FOR IMMEDIATE RELEASE
Contact: Ayobami Olugbemiga, Press Secretary
AyobamiO@nationalskillscoalition.org
April 21, 2020

Washington, D.C. — National Skills Coalition today released new fact sheets illustrating American workers’ digital skill gaps across five major industry sectors – manufacturing, health and social work, hospitality, retail, and construction – and what policymakers and business leaders can do to address these gaps.

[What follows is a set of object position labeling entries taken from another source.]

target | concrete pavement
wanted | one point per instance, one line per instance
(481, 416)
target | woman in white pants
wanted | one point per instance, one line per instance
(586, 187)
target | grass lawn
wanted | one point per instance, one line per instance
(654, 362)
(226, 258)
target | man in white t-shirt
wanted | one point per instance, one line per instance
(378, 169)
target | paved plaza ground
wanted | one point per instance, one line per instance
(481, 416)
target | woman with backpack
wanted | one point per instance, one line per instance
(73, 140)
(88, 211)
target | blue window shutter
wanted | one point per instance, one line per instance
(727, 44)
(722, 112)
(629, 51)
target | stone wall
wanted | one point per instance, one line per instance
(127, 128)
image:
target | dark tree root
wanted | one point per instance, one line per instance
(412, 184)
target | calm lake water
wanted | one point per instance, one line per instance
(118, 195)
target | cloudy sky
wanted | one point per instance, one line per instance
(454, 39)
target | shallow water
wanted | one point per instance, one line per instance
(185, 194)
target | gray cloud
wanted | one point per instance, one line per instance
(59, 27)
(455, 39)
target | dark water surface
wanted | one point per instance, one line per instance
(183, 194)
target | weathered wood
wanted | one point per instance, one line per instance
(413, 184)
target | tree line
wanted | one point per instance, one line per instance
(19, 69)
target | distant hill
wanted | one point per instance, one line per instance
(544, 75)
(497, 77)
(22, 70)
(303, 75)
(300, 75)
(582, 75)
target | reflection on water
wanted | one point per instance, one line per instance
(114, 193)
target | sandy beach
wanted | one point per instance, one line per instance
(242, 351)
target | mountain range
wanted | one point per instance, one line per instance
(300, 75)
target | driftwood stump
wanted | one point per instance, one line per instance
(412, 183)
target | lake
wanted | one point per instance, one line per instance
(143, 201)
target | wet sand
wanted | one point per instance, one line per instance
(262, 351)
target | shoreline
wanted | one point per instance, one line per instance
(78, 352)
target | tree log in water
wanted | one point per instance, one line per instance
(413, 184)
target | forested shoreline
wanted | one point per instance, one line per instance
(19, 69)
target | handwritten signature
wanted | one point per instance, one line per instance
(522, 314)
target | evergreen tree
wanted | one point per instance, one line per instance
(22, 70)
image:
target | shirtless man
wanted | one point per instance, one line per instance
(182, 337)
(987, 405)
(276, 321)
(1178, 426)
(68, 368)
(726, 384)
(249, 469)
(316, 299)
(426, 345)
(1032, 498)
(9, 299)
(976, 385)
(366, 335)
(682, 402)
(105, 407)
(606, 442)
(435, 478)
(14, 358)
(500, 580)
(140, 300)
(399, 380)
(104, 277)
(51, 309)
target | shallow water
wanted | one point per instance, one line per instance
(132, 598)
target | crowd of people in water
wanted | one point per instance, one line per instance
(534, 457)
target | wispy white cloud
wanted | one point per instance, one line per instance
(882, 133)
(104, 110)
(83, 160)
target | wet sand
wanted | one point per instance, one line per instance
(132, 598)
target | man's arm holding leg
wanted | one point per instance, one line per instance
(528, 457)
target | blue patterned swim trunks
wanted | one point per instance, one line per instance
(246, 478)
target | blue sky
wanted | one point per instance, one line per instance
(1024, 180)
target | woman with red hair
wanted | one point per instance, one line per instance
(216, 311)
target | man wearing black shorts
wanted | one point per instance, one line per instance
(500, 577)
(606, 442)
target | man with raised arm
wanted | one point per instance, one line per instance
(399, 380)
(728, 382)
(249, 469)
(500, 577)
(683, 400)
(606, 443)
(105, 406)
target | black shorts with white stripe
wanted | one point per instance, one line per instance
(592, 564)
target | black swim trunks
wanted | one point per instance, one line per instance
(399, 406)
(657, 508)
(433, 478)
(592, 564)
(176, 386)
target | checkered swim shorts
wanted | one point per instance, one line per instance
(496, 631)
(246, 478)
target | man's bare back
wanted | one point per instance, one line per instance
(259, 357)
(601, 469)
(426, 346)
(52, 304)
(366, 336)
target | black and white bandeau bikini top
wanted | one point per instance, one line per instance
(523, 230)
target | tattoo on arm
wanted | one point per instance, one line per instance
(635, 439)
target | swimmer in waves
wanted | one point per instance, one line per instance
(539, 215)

The Covid-19 pandemic has highlighted the need for workers in all industries to have strong digital skills. However, approximately 1 in 3 American workers has limited or no digital skills and there are significant variations among the five industry sectors that NSC analyzed:

  • Half (50 percent) of construction, transportation and storage sector workers have limited or no digital skills. Yet these workers have seen rapid increases in the digital demands of their jobs in recent years, from construction workers who now use drones to collect surveying data on building sites to bus drivers who are required to complete online safety training modules.
 
  • More than one-third (37 percent) of workers in retail, wholesale, and auto repair have limited or no digital skills. Digital skill demands in these sectors include cosmetic company employees completing online learning modules to boost their digital marketing expertise, and auto technicians using computerized diagnostic tools to tackle repair jobs.
 
  • One-third (36 percent) of hospitality workers have limited or no digital skills. These sectors include hotels and restaurants, as well as dry cleaning and laundry, hairdressing, pet care, and valet parking services, among others. Digital skills needed in these industries include parking attendants who must use handheld computers to log vehicle incidents for insurance purposes, and hotel clerks who are helping guests install customized apps that allow them to use mobile keys.
 
  • More than one in three manufacturing workers (35 percent) have limited or no digital skills. These skill gaps are especially problematic in the modern environments of advanced and precision manufacturing. Workers must be able to use tools such as 3D printers on the shop floor, monitor and interpret data from sensors throughout a manufacturing facility, and even use “wearable tech” to receive in-the-moment training through virtual reality.
 
  • One-third (33 percent) of workers in the health and social work sector have limited or no digital skills. As the pandemic has shown, these skills are of critical importance in providing telehealth services, recording patient data to share with fellow providers in disparate locations, and monitoring the well-being of elders, rural patients, and others who may be isolated.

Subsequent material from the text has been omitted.